Reproducible Example
import pandas as pd
pd.array([list('test')], dtype='string')
# ValueError: Buffer has wrong number of dimensions (expected 1, got 2)
pd.array([list('test'), list('word')], dtype='string')
# ValueError: Buffer has wrong number of dimensions (expected 1, got 2)
pd.array([list('test'), list('words')], dtype='string')
# <StringArray>
# ["['t', 'e', 's', 't']", "['w', 'o', 'r', 'd', 's']"]
# Length: 2, dtype: string
pd.array([list('test')])
# <NumpyExtensionArray>
# [['t', 'e', 's', 't']]
# Length: 1, dtype: object
Issue Description
I'm trying to transform a list of list of strings into a StringArray
, but the pd.array
method with dtype='string'
doesn't work when the second last level list contains lists of same length, raising an exception (see example). If the lists have different lengths, then the output doesn't raise an error and is correct.
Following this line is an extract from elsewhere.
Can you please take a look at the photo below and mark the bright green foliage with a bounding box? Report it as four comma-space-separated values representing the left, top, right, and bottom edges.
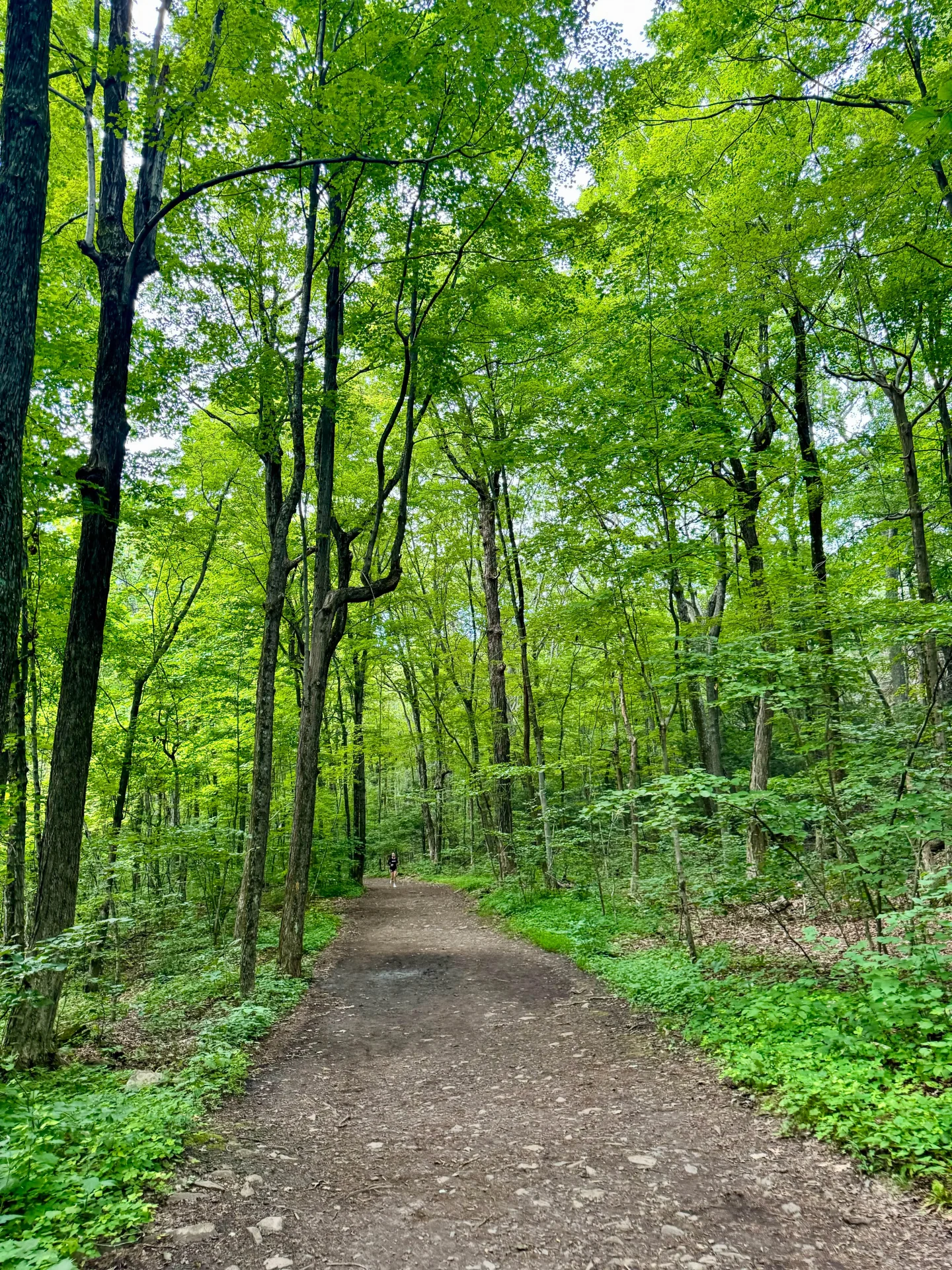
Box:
481, 873, 952, 1178
0, 908, 339, 1270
In an older version of pandas (1.5.3), it produced a list of same length, but containing repeated casts of string arrays
<StringArray>
[
["['t' 'e' 's' 't']", "['t' 'e' 's' 't']", "['t' 'e' 's' 't']",
"['t' 'e' 's' 't']"]
]
Shape: (1, 4), dtype: string
Expected Behavior
Same as pd.array([list('test')]) but with StringArray
type.
Installed Versions
Comment From: rhshadrach
Thanks for the report! For expected behavior you wrote:
Same as pd.array([list('test')]) but with
StringArray
type.
The result of pd.array([list('test')])
is an array whose elements are lists. For a StringArray
, the elements must be strings. Therefore you cannot accomplish this.